Materialien und Herstellung
Unterdächer werden in Deutschland meist aus Kunststoffmembranen (z. B. PE, PP oder PVC), Bitumenbahnen oder diffusionsoffenen Verbundtextilien hergestellt. Jedes Material hat seine eigene Umweltbilanz.
- Kunststoffbasierte Unterdächer benötigen eine energieintensive Produktion und basieren auf fossilen Rohstoffen. Sie sind jedoch leicht, langlebig und reduzieren durch ihr geringes Gewicht den CO₂-Ausstoß beim Transport.
- Bitumenunterdächer enthalten einen hohen Anteil an Erdölprodukten und können bei der Herstellung flüchtige organische Verbindungen freisetzen. Sie sind robust und können teilweise als Zuschlagstoff im Straßenbau wiederverwendet werden.
- Diffusionsoffene Unterdächer bestehen häufig aus mehreren Schichten synthetischer Materialien, die Feuchtigkeit entweichen lassen, aber Wasser abhalten. Sie sind im modernen Hausbau beliebt, jedoch schwer zu trennen und zu recyceln.
Die Umweltwirkung der Produktion hängt nicht nur vom Material, sondern auch von der Energiequelle ab. In Deutschland, wo der Anteil erneuerbarer Energien stetig wächst, kann die Herstellung zunehmend klimafreundlicher erfolgen.
Transport und Einbau
Der Transport von Unterdächern trägt in geringerem Maße, aber dennoch messbar, zum gesamten CO₂-Fußabdruck bei. Leichte Materialien benötigen weniger Treibstoff, und die Wahl regionaler Hersteller kann die Transportemissionen zusätzlich senken.
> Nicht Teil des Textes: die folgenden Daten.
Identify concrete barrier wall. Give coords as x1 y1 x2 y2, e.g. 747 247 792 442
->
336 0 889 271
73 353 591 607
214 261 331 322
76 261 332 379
Beim Einbau entsteht häufig Verschnitt, insbesondere beim Zuschneiden und Verbinden der Bahnen. Einige Hersteller bieten Rücknahmesysteme für Reste an, damit diese recycelt werden können. Das reduziert Abfallmengen auf der Baustelle und schont Ressourcen.
Lebensdauer und Wartung
Die ökologische Bewertung eines Unterdachs hängt stark von seiner Lebensdauer ab. Ein Produkt, das 50 Jahre hält, kann nachhaltiger sein als eines, das nach 20 Jahren ersetzt werden muss – selbst wenn seine Herstellung energieintensiver ist.
Ein fachgerecht montiertes Unterdach erfordert kaum Wartung. Es schützt die Dachkonstruktion vor Feuchtigkeitsschäden und verlängert so die Lebensdauer des gesamten Daches. Qualität und korrekte Ausführung sind daher entscheidend für die Umweltbilanz.
Wiederverwendung und Entsorgung
Am Ende der Nutzungsdauer stellt sich die Frage der Entsorgung. Viele Unterdächer landen derzeit als gemischter Bauabfall in der Verbrennung oder auf Deponien – mit entsprechendem Ressourcenverlust und CO₂-Ausstoß.
Es gibt jedoch erste Ansätze zur Wiederverwertung:
- Kunststoffunterdächer können zerkleinert und als Rohstoff für neue Produkte genutzt werden.
- Bitumenhaltige Unterdächer lassen sich im Straßenbau wiederverwenden.
- Hersteller experimentieren mit biobasierten Alternativen, etwa Unterdächern aus Hanf-, Flachs- oder Zellulosefasern, die kompostierbar oder leichter recycelbar sind.
Um Recycling zu fördern, sind eine bessere Trennung auf Baustellen und eine eindeutige Materialkennzeichnung wichtig, damit Unterdächer bei der Sanierung oder dem Rückbau identifiziert werden können.
Auf dem Weg zu nachhaltigeren Unterdächern
Die deutsche Bauwirtschaft bewegt sich zunehmend in Richtung Kreislaufwirtschaft – und das Unterdach bildet dabei keine Ausnahme. Zukünftige Produkte werden stärker auf Wiederverwertbarkeit, geringeren CO₂-Ausstoß und den Einsatz nachwachsender Rohstoffe ausgelegt sein.
Bauherren und Eigentümer können ihren Beitrag leisten, indem sie:
- Produkte mit Umweltproduktdeklaration (EPD) wählen,
- Hersteller bevorzugen, die recycelte oder biobasierte Materialien einsetzen,
- und auf eine fachgerechte Montage achten, um die Lebensdauer zu maximieren.
Das Unterdach mag unscheinbar sein, doch es spielt eine zentrale Rolle – sowohl für die Haltbarkeit des Gebäudes als auch für die Umwelt. Wer Nachhaltigkeit von der Herstellung bis zur Entsorgung mitdenkt, kann einen echten Unterschied machen.